Immortalization of cell cultures for regenerative biomedicine: approaches, opportunities and limitations

Primary cell cultures are one of the main research objects and at the same time a promising tool for regenerative biomedicine. However, their use is largely limited by their short lifespan and rapid aging. Existing approaches to prolonging the "youth" of cell cultures inevitably change their properties, which raises questions about the possibility of their use in regenerative biomedicine.

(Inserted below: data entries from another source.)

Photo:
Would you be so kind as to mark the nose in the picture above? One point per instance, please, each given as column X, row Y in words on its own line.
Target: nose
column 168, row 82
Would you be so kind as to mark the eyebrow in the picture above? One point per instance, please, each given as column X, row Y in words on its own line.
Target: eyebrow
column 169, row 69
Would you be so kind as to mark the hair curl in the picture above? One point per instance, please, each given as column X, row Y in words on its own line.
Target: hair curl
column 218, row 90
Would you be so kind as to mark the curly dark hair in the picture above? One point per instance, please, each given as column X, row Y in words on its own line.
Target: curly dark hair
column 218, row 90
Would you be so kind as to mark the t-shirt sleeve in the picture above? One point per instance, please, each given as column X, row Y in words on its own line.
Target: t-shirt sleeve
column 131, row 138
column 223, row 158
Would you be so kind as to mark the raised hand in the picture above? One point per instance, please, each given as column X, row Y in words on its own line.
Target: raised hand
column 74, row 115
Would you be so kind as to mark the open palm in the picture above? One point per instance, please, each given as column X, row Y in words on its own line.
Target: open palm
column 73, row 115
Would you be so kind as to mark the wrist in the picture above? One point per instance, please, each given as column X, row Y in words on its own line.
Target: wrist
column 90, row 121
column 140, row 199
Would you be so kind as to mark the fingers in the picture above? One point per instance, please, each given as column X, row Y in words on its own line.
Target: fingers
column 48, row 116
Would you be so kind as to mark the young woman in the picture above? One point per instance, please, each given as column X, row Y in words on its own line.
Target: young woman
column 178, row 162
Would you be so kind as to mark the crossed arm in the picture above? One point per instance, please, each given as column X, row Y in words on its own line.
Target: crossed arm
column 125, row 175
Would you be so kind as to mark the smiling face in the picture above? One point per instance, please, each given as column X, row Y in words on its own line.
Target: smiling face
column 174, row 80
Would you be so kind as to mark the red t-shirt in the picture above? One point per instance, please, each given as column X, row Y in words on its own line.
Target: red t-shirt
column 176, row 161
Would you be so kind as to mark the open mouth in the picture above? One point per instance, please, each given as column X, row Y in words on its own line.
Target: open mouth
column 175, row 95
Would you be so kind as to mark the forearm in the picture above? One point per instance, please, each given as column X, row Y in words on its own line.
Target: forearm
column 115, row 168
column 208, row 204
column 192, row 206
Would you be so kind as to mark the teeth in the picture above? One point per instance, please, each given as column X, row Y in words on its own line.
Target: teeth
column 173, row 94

In this literature review, we consider the main mechanisms of cell culture aging, existing ways to overcome it and the safety issues of the obtained cultures, analyze existing data on immortalization as a process and its relationship with tumor transformation. Among the methods considered for prolonging the proliferative activity of cells are spontaneous immortalization and immortalization induced by overexpression of the catalytic subunit of telomerase (TERT), viral oncogenes (SV40 polyomavirus T-antigens, HPV16 E6/E7 proteins, E1A and E1B adenovirus proteins) and cellular transcription factors-proto-oncogenes (c-MYC, BMI1). The accumulated data suggest that TERT gene overexpression is one of the relatively safe approaches to prolonging the proliferative activity of a cell line, because it in itself does not rouse tumor transformation of the cell line. Based on the analyzed data, an attempt was made to identify the "boundary" between acceptable prolongation of cell culture life and its malignant transformation.